IntWritable implements the WritableComparable interface, which is just a subinterface of the Writable and java.lang.Comparable interface:

package org.apache.hadoop.io;

public interface WritableComparable extends Writable, Comparable {
}

Comparison of types is crucial for MapReduce

where there is a sorting phase during which keys are compared with one another.

RawComparator is an optimization that Hadoop provides

extension of Java's Comparator
allows implementors to compare records read from a stream without deserializing them into objects

Using big endian may help this also.

WritableComparator is a general-purpose implementation of RawComparator for WritableComparable classes.

It provides two main functions.

A default implementation of the raw compare() method that deserializes the objects to be compared from the stream and invokes the object compare() method.
acts as a factory for RawComparator instances

RawComparator comparator = WritableComparator.get(IntWritable.class);

IntWritable w1 = new IntWritable(163);
IntWritable w2 = new IntWritable(67);
assertThat(comparator.compare(w1, w2), greaterThan(0));

GenericOptionsParser, Tool interface and ToolRunner

GenericOptionsParser is a class that interprets common Hadoop command-line options and sets them on a Configuration object for your applicatio to use as desired.
You don't usually use GenericOptionsParser directly, as it's more convenient to implement the Tool interface and run your application with the ToolRunner

which uses GenericOptionsParser internally

You can have your App class derives from Configured, which is an implementation of the Configurable interface.

All implementation of Tool need to implement Configurable
and subclassing Configured is often the easiest way to achieve this.
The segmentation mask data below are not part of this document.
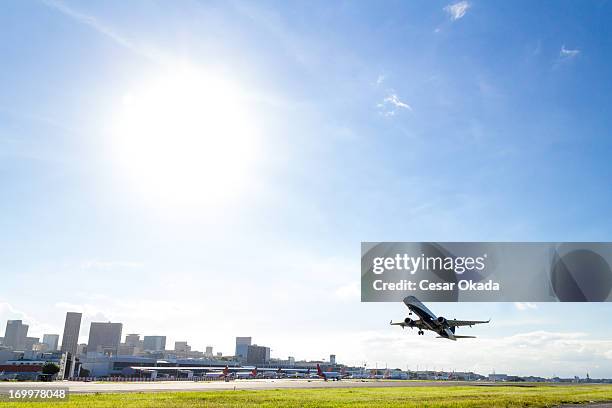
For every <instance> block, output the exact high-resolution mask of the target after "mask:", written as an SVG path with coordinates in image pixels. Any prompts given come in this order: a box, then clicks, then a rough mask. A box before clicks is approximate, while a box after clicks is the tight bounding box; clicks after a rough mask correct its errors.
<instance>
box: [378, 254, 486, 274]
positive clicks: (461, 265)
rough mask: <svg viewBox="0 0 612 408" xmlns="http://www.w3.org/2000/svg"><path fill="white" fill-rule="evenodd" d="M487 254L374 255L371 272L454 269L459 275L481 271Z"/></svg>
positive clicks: (380, 273) (437, 270) (404, 254)
mask: <svg viewBox="0 0 612 408" xmlns="http://www.w3.org/2000/svg"><path fill="white" fill-rule="evenodd" d="M486 259H487V254H483V255H482V256H477V257H472V256H458V257H450V256H446V257H444V256H425V254H421V255H420V256H412V255H408V254H396V255H395V256H393V257H376V258H374V259H373V260H372V272H373V273H375V274H376V275H380V274H382V273H384V272H386V271H407V272H409V273H410V274H411V275H414V274H415V273H416V272H417V271H419V270H421V271H454V272H455V273H456V274H458V275H461V274H463V273H465V272H469V271H479V272H481V271H483V270H484V269H485V267H486V265H485V260H486Z"/></svg>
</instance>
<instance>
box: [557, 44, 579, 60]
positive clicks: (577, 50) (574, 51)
mask: <svg viewBox="0 0 612 408" xmlns="http://www.w3.org/2000/svg"><path fill="white" fill-rule="evenodd" d="M578 54H580V50H579V49H573V50H572V49H568V48H565V44H564V45H562V46H561V51H559V57H561V58H575V57H577V56H578Z"/></svg>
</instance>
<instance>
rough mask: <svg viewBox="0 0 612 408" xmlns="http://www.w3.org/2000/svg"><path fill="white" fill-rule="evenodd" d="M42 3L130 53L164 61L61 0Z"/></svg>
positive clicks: (50, 0) (157, 55) (148, 58)
mask: <svg viewBox="0 0 612 408" xmlns="http://www.w3.org/2000/svg"><path fill="white" fill-rule="evenodd" d="M42 3H43V4H44V5H46V6H47V7H49V8H51V9H54V10H57V11H59V12H60V13H62V14H63V15H65V16H66V17H69V18H71V19H73V20H75V21H77V22H79V23H81V24H85V25H86V26H89V27H90V28H92V29H93V30H95V31H97V32H98V33H100V34H102V35H104V36H106V37H107V38H109V39H111V40H112V41H114V42H115V43H116V44H118V45H120V46H122V47H124V48H127V49H128V50H130V51H133V52H135V53H137V54H139V55H141V56H143V57H145V58H148V59H150V60H152V61H160V60H162V58H161V55H160V54H159V52H158V51H154V50H150V49H145V48H144V47H141V46H137V45H136V44H134V42H132V41H131V40H128V39H127V38H126V37H124V36H122V35H120V34H119V33H117V32H116V31H115V30H114V29H112V28H111V27H109V26H107V25H106V24H103V23H102V22H100V21H99V20H98V19H97V18H95V17H93V16H90V15H88V14H85V13H82V12H80V11H77V10H75V9H73V8H71V7H69V6H68V5H66V4H64V3H63V2H62V1H60V0H42Z"/></svg>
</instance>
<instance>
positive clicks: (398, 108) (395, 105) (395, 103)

ToolRunner.run() method takes care of creating a Configuration object for the Tool before calling its run() method.
ToolRunner also uses a GenericOptionsParser to pick up any standard options specified on the command line and to set them on the Configuration instance.

-conf <conf file>

GenericOptionsParser also allows you to set individual properties.
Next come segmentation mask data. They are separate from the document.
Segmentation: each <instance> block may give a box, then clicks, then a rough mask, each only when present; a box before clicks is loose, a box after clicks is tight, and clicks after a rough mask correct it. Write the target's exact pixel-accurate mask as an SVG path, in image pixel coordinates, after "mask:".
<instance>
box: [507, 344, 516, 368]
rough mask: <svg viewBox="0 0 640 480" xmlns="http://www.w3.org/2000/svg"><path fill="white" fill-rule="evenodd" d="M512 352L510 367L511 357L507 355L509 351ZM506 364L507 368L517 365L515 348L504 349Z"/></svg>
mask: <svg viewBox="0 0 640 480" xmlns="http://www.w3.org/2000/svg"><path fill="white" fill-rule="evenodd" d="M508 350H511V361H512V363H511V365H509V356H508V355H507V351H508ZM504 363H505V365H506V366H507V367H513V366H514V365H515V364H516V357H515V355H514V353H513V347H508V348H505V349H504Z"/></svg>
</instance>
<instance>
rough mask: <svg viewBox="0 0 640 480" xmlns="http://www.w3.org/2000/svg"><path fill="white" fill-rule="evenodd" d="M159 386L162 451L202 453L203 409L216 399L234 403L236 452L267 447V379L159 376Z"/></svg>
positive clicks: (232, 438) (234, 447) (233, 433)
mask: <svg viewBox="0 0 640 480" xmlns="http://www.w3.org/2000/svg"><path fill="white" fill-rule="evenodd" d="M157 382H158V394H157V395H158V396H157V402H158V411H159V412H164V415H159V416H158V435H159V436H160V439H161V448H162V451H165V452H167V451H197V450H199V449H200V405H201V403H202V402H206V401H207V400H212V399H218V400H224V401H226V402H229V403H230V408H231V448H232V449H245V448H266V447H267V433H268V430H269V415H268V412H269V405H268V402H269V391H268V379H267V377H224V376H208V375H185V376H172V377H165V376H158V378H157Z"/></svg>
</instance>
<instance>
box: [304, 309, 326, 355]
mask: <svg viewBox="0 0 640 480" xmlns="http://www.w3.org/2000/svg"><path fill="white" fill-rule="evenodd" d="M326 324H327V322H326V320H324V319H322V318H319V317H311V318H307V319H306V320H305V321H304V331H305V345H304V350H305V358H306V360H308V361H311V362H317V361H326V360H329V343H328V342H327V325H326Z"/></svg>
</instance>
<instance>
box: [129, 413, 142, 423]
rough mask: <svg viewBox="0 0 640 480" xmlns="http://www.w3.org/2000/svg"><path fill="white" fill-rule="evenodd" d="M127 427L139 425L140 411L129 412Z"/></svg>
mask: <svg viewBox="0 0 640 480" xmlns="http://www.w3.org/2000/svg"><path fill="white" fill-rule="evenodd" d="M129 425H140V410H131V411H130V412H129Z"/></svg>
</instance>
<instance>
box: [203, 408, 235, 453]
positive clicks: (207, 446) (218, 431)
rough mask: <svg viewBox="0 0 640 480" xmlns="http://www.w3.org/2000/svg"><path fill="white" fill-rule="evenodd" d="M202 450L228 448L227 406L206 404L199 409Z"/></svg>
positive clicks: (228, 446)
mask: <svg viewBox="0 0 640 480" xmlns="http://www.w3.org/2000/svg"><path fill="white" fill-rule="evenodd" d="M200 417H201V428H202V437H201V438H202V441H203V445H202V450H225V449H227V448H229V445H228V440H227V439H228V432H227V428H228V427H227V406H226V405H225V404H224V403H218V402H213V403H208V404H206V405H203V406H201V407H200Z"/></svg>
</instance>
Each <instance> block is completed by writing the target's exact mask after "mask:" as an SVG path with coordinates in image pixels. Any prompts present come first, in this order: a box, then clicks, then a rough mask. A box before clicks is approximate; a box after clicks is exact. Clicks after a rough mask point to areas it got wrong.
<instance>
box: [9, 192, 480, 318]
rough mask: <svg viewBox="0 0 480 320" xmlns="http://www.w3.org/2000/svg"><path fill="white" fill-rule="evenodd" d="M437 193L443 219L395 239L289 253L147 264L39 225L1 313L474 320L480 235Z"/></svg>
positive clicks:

hadoop ConfigurationPrinter -D color=yellow | grep color
The -D option is used to set the configuration property with key color to the value yellow.
Options specified with -D take priority over properties from the configuration files.

InputSampler, Sampler

The InputSampler class defines a nested Sampler interface whose implementations return a sample of keys given an InputFormat and Job
This interface usually is not called directly by clients. Instead, the writePartitionFile() static method on InputSampler is used, which creates a sequence file to store the keys that define the partitions.
The sequence file is used by TotalOrderPartitioner to create partitions for the sort job.